TEMPO.CO, Jakarta - Menteri Koordinator Politik, Hukum, dan Keamanan Wiranto memastikan pemerintah tak mengabaikan kasus penipuan agen penyelenggara umrah, PT First Anugerah Karya Wisata atau First Travel. Menurut dia, ada kelemahan regulasi yang berujung pada pengulangan kasus penipuan oleh perusahaan penyedia jasa untuk publik.
"Karena beberapa kali ini terjadi kan, perusahaan yang melakukan transaksi dengan publik ternyata ada kecenderungan penipuan. Barangkali regulasinya ada kelemahan, kita teliti lagi di situ," kata dia di kantornya, Jakarta Pusat, Selasa, 29 Agustus 2017.
Baca: PPATK Bekukan 50 Rekening Bos First Travel Senilai Rp 7 Miliar
Wiranto mengaku telah mengingatkan agar para regulator meninjau kembali aturan. Hal itu pun dia sampaikan dalam rapat koordinasi terbatas di Kementerian Koordinator Politik, Hukum, dan Keamanan, yang dihadiri pejabat dari Pusat Pelaporan dan Analisis Transaksi Keuangan (PPATK), Kementerian Agama, Kementerian Hukum dan Hak Asasi Manusia, Otoritas Jasa Keuangan, serta Kepolisian RI.
Kasus penipuan First Travel pun dipantau Wiranto. Polisi, ujar dia, masih menelisik sisa aset dan data transaksi keuangan para pelaku.
Dia meyakini aparat masih harus memastikan jumlah calon jemaah umrah yang dirugikan.
Jumlah jemaah yang mendaftar ke First Travel pada periode Desember 2016 hingga Mei 2017 mencapai 72.682 orang. Dari jumlah itu, sebelumnya diketahui ada 58.682 jemaah yang belum berangkat.
"Memang ada angka (korban) sekitar 50 ribuan lebih itu, tapi masih dicek lagi karena yang melapor baru 22 ribu sekian," ujar purnawirawan Jenderal TNI itu.
Baca: Penipuan First Travel, Polisi Geledah Apartemen Kiki Hasibuan
Meski menegaskan upaya pemerintah untuk mengamankan publik dari upaya penipuan, Wiranto bungkam soal ada atau tidaknya ganti rugi dari pemerintah kepada jemaah yang menjadi korban. Saat dilempari pertanyaan tersebut, Wiranto tak merespons dan masuk ke mobil dinasnya.

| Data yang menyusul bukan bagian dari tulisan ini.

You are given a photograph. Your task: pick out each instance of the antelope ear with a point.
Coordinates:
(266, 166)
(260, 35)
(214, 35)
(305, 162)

Secara terpisah, Kepala PPATK Kiagus Ahmad Badaruddin justru angkat bicara soal munculnya tuntutan pengembalian uang korban First Travel.
"Belum ada dasar hukumnya. Itu kan business-to-business antara masyarakat dan First Travel. Jadi tidak bisa menuntut pemerintah," ujarnya.